La tribù dei Flandreau Santee Sioux in South Dakota (Usa) sarà la prima tra i Nativi Americani a coltivare e vendere marijuana a scopo medico e ricreativo. È quanto ha appena deciso il consiglio tribale, con un voto di 5 a 1, facendo seguito alle direttive federali dello scorso dicembre che riconoscevano loro il diritto di operare in tal senso (rispettando determinate condizioni) sul territorio della propria riserva. Dal primo gennaio 2016 i residenti locali potranno acquistare e consumare cannabis coltivata in uno spazio indoor – mentre se saranno i non-nativi a farlo, infrangeranno comunque la legge, corre a specificare il procuratore generale del South Dakota, Marty Jackley.
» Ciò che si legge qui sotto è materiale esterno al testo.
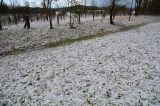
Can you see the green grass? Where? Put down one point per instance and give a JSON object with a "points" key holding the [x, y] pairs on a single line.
{"points": [[51, 44]]}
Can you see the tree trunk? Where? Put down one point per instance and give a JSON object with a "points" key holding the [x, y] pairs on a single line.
{"points": [[130, 14], [58, 19], [93, 15], [0, 9], [50, 22], [111, 12], [0, 25], [27, 22], [70, 20], [79, 18]]}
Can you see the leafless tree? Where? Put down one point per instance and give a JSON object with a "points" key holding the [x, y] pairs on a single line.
{"points": [[26, 17], [0, 19], [138, 4], [13, 4], [47, 4], [71, 4], [130, 14], [85, 3], [113, 3], [93, 4]]}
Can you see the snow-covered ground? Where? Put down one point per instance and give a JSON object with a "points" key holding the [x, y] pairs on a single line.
{"points": [[122, 69], [16, 37]]}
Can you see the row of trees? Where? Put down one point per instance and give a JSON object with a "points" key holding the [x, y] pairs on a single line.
{"points": [[145, 7]]}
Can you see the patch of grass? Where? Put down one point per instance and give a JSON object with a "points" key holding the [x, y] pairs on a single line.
{"points": [[99, 33], [12, 52]]}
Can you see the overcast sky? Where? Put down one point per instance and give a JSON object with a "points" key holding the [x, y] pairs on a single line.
{"points": [[61, 3]]}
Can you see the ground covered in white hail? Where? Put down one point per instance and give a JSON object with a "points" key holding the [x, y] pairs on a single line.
{"points": [[121, 69], [15, 37]]}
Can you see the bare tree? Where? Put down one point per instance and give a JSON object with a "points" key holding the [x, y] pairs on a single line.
{"points": [[113, 3], [13, 4], [71, 4], [47, 4], [138, 4], [26, 17], [0, 19], [93, 4], [85, 3], [130, 14]]}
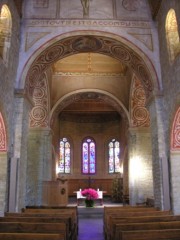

Altre tribù non vedono invece di buon occhio simili iniziative, che nella loro opinione non farebbero altro che incrementare la criminalità, i problemi sanitari e sociali già legati alla diffusione dell’alcol, che in molte riserve è stato e rimane causa primaria di disoccupazione, violenze e povertà. È il caso della nota Pine Ridge Indian Reservation (sempre in in South Dakota) che non ha dato alcun seguito all’iniziale legalizzazione di uso e coltivazione nella riserva.

Il passo risoluto dei Flandreau Santee Sioux (e altre che stanno studiando analoghe decisioni) è dovuto soprattutto alle entrate previste, calcolate sui due milioni di dollari al mese, che insieme a quelle del casinò da tempo attivo (come in molte altre riserve) contribuirebbero non poco al miglioramento della qualità della vita dell’intera comunità, incluse nuove abitazioni, assistenza sanitaria e altro.